- Dava, art by Staz Johnson.

Publication information
- Publisher: DC Comics
- First appearance: Robin (vol. 2) #49 (1998)
- Created by: Staz Johnson Chuck Dixon

In-story information
- Alter ego: Dava Sbörsc
- Team affiliations: Transbelvian army
- Abilities: Superspeed and superstrength upon ingestion of Aramilla; skilled martial artist/acrobat

= Dava (comics) =

Fictional character in the DC Comics universe

Dava (Dava Sbörsc) is a fictional character in the DC Comics universe. She is a martial artist created by writer Chuck Dixon and artist Staz Johnson, and she first appeared in Robin (vol. 2) #49 (1998).
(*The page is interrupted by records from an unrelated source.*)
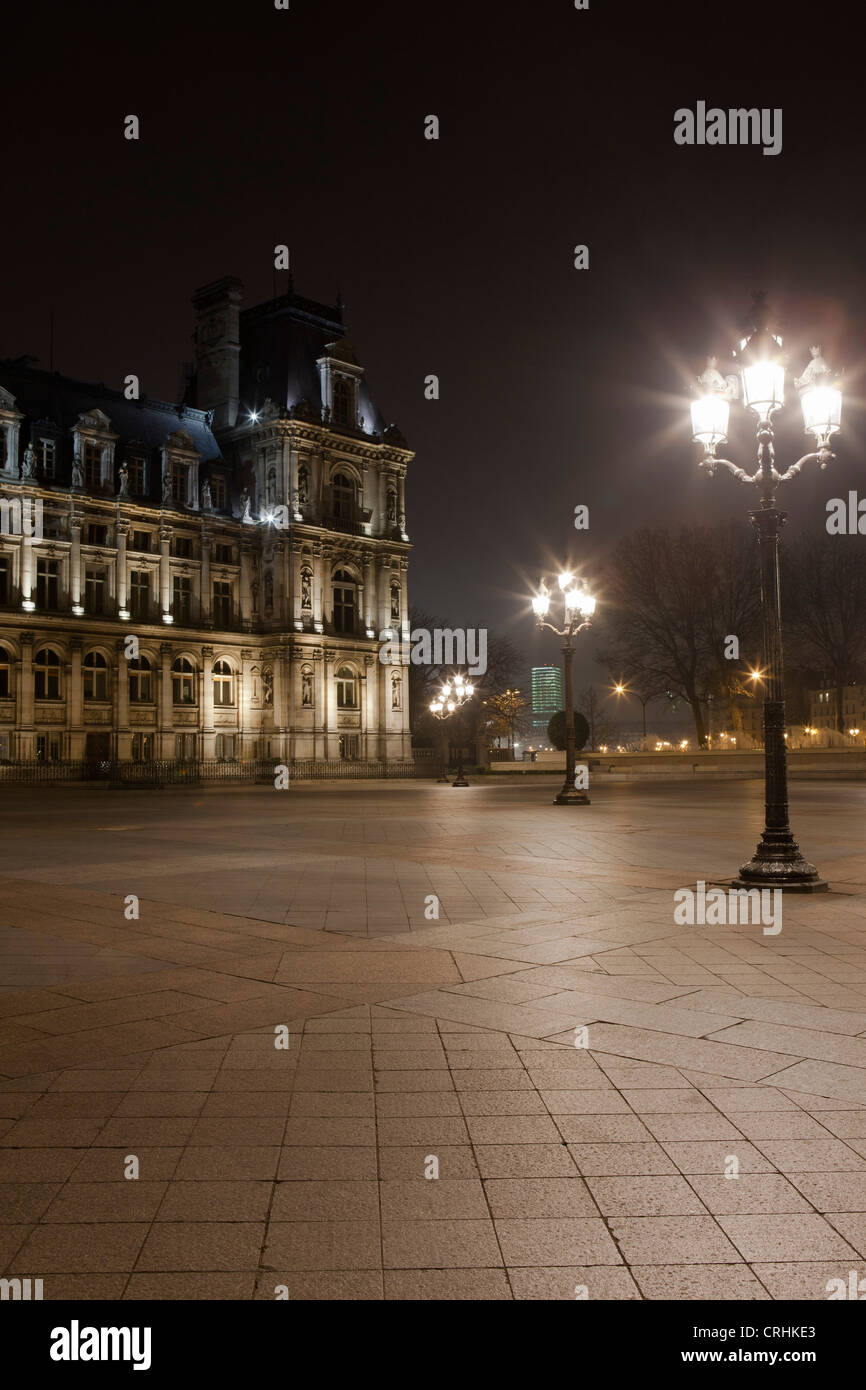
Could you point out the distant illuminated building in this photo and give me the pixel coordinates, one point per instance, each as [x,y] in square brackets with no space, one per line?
[546,685]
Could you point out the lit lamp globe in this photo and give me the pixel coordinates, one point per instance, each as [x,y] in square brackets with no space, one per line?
[822,409]
[709,420]
[541,605]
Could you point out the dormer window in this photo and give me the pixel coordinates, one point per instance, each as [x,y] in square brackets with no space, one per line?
[93,463]
[342,410]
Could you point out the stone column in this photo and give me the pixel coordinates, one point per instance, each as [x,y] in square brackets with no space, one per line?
[206,704]
[75,524]
[205,580]
[245,597]
[121,580]
[166,713]
[27,733]
[123,734]
[164,573]
[74,694]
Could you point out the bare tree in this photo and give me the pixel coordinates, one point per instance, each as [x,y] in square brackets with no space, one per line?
[824,608]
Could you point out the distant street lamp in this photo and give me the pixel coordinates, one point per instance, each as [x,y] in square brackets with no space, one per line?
[777,861]
[623,690]
[451,698]
[578,608]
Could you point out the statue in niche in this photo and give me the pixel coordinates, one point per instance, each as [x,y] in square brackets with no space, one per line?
[712,381]
[815,370]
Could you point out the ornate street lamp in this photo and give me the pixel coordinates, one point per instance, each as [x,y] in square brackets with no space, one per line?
[578,608]
[451,698]
[777,861]
[644,701]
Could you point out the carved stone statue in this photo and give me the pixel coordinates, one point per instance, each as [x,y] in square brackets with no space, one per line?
[28,466]
[815,370]
[712,381]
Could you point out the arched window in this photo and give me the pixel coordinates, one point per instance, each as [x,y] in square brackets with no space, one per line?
[182,681]
[141,680]
[344,496]
[345,602]
[344,402]
[224,684]
[346,688]
[96,676]
[46,672]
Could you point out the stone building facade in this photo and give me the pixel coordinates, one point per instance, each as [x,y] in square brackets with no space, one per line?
[211,578]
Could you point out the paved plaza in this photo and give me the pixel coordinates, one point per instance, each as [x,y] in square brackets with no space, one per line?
[430,1130]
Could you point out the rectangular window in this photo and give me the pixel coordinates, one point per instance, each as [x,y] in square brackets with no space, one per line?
[178,483]
[47,748]
[93,464]
[135,469]
[139,594]
[181,598]
[95,591]
[349,745]
[185,747]
[46,584]
[223,603]
[142,748]
[47,452]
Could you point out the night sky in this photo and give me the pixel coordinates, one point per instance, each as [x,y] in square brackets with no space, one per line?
[558,387]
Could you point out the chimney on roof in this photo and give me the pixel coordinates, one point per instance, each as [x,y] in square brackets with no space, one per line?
[217,339]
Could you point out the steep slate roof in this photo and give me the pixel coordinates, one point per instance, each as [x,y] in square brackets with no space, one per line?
[281,342]
[45,396]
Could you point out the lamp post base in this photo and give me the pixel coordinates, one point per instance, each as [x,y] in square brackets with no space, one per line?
[569,797]
[777,863]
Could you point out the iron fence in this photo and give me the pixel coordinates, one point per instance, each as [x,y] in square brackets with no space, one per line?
[168,773]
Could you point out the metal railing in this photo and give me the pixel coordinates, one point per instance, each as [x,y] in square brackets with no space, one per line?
[195,773]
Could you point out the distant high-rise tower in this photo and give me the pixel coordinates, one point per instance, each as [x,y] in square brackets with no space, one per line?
[546,684]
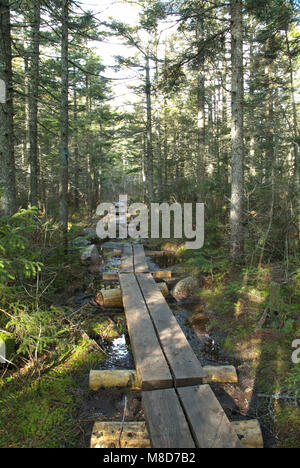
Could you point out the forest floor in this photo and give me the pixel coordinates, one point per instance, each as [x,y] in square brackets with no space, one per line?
[50,405]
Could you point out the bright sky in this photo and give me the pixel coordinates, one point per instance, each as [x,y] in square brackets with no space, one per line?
[122,11]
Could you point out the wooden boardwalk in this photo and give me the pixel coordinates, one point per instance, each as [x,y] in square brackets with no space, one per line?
[180,411]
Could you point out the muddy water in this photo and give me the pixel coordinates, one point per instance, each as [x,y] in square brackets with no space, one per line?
[204,346]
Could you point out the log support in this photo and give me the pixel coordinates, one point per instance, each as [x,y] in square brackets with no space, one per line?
[128,378]
[108,434]
[112,298]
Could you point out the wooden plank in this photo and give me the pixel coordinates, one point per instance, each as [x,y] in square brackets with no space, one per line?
[158,274]
[207,419]
[185,367]
[166,421]
[127,259]
[151,365]
[140,262]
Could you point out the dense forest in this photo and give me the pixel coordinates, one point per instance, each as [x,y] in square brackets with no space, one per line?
[213,120]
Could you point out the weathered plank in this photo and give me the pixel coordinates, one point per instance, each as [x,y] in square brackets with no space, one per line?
[166,421]
[106,434]
[140,262]
[151,365]
[184,365]
[127,259]
[207,419]
[158,274]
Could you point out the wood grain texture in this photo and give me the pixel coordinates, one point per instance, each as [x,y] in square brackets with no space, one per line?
[208,421]
[127,259]
[140,262]
[151,365]
[185,367]
[166,421]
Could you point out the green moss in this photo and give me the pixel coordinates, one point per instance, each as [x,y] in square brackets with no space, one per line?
[9,341]
[42,412]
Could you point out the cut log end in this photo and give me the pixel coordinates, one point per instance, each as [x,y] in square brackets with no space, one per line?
[108,434]
[116,378]
[112,298]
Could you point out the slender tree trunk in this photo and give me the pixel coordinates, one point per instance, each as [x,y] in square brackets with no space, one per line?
[88,149]
[76,151]
[237,132]
[295,136]
[201,157]
[149,142]
[269,160]
[7,158]
[64,125]
[33,103]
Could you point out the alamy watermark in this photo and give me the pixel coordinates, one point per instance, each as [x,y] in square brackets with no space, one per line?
[135,221]
[2,92]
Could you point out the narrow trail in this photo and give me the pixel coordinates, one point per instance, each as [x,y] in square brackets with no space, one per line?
[107,404]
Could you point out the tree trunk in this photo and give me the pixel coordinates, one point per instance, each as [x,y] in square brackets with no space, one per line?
[149,143]
[33,103]
[7,157]
[295,136]
[76,150]
[64,125]
[237,131]
[201,163]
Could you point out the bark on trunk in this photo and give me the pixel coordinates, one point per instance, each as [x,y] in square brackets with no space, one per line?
[7,157]
[64,125]
[201,116]
[237,130]
[149,142]
[33,104]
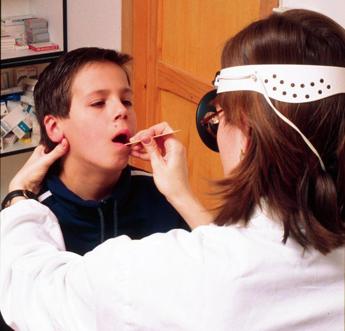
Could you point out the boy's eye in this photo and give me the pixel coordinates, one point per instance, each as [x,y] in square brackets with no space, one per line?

==Fictional character biography==
Dava Sbörsc's homeland of Tbliska was left in ruins by a long and bloody civil war. The country was divided into two countries - Krasna-Volny and Transbelvia - with neither acknowledging the other as a legitimate country. When she was young, Dava joined the Transbelvian army and vowed to kill the worst killers in the Krasna-Volnian army. Being fast but small, Dava trained extensively in martial arts to overcome her opponents. While learning from the Iron Master, Dava encounters Tim Drake (Robin), who was also studying with the Master at the time. She greatly impresses Robin, defeating him in a sparring match with astonishing speed. Robin, in turn, impresses her when he skillfully takes down a thief seeking to take the dojo's texts.

After Lady Shiva kills the Iron Master in combat, Dava returns to her homeland, where Edmund Dorrance is supplying the Krasna-Volnian army with weapons to wipe out Transbelvia. Wishing to protect Dava from Shiva, Robin is forced to accompany Dava in fighting Dvak Tvorakovich, a Krasna-Volvian general who had killed entire Transbelvian villages during the war. When the two confront Tvorakovich, Dava transfers some of her strength into Robin, allowing him to defeat the armed guards with ease.

Shiva arrives and challenges Dava to a death match. Robin attempts to save Dava, but he underestimates his own strength and apparently kills Shiva. Dorrance arrives with more Kransa-Volvian troops, seeking to avenge his earlier losses at Robin's hands. Robin resuscitates Shiva, who quickly kills Dorrance's troops, while General Tvorakovich is killed in an explosion he had intended for Dorrance.